Instant Money, Instant Pressure: What Pix and Its Peers Mean for Visa and Mastercard

Brazil’s Pix has turned paying into a tap-and-go habit—and it’s just one sign of a global shift. From India’s UPI to Europe’s new instant-payments law, real-time bank transfers are eroding the turf once dominated by Cards.

Instant Money, Instant Pressure: What Pix and Its Peers Mean for Visa and Mastercard

Brazil’s Pix did something regulators usually only dream of: it changed everyday behavior at national scale. Launched in late 2020 by the central bank, the account-to-account (A2A) system now dominates checkout lines and bill payments alike. On Brazil’s 2024 Black Friday, Pix set a new single-day record—nearly 240 million transfers worth about 130 billion reais—underscoring how quickly “pay by bank” has slipped into the mainstream.

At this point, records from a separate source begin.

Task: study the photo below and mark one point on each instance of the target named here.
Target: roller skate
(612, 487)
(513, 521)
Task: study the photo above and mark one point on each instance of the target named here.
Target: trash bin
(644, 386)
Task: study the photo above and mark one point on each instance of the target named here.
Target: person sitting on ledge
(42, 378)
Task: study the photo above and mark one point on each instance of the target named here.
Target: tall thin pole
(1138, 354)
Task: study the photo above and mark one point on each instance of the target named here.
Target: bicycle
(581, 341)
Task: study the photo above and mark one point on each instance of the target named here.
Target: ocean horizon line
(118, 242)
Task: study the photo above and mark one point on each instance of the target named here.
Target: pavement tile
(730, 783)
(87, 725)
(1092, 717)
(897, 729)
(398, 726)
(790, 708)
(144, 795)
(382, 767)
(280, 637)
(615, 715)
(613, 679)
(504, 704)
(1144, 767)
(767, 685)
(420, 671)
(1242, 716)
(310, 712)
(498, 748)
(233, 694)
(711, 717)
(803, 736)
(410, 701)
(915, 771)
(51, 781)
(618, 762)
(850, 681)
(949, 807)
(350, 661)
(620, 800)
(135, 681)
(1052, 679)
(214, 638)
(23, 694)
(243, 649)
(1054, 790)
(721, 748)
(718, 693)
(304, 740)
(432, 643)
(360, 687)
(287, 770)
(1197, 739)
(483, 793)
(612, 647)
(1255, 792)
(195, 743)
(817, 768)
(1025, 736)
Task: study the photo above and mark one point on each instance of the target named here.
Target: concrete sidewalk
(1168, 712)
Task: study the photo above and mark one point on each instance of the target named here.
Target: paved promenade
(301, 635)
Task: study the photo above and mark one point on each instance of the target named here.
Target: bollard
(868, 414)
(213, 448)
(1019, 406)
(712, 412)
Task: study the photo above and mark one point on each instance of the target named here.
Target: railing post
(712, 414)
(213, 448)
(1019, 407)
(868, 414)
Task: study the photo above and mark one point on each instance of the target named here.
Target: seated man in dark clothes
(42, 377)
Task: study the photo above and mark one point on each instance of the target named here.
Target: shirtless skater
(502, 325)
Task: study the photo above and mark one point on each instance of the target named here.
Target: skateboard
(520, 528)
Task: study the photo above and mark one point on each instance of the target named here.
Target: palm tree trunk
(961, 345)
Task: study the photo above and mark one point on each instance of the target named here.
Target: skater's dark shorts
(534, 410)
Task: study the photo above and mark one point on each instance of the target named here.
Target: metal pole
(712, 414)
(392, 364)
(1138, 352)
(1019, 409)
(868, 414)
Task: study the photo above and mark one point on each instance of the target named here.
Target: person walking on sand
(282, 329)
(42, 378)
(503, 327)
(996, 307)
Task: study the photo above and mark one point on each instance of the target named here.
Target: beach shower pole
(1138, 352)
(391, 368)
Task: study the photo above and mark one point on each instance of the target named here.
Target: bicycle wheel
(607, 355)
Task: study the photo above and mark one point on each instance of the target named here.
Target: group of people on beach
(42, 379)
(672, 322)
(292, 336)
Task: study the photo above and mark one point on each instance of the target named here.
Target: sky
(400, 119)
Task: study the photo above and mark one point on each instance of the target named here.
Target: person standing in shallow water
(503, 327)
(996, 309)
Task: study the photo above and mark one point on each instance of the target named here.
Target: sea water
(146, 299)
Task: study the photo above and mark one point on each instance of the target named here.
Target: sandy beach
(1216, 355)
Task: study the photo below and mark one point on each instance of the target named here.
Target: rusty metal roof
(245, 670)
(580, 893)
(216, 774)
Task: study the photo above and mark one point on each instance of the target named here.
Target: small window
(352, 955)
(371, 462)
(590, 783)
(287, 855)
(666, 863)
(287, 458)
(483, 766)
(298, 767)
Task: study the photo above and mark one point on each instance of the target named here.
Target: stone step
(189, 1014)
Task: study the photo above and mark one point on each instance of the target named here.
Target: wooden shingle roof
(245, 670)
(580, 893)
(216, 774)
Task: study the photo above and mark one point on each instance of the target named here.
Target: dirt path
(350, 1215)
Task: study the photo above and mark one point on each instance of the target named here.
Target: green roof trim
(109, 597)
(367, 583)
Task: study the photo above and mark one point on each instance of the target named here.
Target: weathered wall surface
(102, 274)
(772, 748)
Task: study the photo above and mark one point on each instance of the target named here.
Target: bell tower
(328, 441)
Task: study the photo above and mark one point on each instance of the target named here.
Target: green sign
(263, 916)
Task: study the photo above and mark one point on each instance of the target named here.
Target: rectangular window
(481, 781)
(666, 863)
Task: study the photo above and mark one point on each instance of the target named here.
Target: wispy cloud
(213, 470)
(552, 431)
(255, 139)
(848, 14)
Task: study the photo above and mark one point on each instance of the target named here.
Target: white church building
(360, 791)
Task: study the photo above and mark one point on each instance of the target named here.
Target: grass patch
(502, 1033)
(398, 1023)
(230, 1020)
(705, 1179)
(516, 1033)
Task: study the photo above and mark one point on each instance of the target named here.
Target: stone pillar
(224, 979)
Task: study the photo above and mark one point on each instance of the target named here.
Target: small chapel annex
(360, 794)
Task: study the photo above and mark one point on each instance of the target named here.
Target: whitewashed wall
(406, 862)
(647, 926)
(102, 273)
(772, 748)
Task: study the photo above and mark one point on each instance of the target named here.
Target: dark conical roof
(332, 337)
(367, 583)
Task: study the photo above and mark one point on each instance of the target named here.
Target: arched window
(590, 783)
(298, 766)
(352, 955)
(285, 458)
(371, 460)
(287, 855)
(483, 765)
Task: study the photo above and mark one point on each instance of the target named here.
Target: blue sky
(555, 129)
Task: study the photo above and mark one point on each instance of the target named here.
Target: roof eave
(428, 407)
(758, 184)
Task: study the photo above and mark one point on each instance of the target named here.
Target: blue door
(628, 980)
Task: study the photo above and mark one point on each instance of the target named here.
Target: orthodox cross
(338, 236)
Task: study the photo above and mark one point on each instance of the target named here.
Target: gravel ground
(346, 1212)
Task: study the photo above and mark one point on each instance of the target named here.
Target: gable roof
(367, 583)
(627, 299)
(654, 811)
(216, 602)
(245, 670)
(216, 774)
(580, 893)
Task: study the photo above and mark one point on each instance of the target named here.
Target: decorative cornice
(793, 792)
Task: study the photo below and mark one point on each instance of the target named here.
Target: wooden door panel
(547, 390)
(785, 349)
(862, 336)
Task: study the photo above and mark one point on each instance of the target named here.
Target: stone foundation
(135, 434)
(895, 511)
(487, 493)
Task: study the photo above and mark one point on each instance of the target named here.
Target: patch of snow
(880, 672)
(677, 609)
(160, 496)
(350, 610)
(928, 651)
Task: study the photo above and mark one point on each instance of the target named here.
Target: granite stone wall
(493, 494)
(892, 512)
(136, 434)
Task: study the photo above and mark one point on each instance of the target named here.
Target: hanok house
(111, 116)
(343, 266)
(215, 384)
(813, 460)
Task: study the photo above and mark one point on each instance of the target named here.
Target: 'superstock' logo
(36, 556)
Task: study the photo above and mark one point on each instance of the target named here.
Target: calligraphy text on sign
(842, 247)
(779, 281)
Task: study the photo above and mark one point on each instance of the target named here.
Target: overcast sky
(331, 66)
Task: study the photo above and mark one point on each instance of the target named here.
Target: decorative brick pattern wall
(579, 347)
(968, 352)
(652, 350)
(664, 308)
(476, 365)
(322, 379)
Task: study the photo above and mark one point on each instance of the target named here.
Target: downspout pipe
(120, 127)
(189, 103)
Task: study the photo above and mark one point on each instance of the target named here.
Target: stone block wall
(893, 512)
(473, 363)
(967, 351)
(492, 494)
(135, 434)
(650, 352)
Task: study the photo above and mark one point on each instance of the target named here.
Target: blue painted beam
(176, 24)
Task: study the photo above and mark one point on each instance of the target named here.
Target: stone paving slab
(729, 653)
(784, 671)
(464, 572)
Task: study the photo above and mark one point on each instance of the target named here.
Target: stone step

And in June 2025, the central bank began rolling out Pix Automático, a recurring-payments feature designed to take on direct debits and monthly bills.

Pix is not an outlier. It is the most visible node in a global migration toward instant A2A rails—systems that move money in seconds, 24/7, typically at lower cost than card networks. India’s Unified Payments Interface (UPI) has become the world’s most prolific retail payments rail, processing 16.6 billion transactions in October 2024 and surpassing 20 billion in August 2025 as functionality expanded and cross-border linkages grew. Singapore’s PayNow is already connected to UPI, letting consumers in both countries push funds to one another using phone numbers or simple aliases. The arc is clear: when real-time infrastructure is universal, cheap and embedded in bank apps, usage explodes.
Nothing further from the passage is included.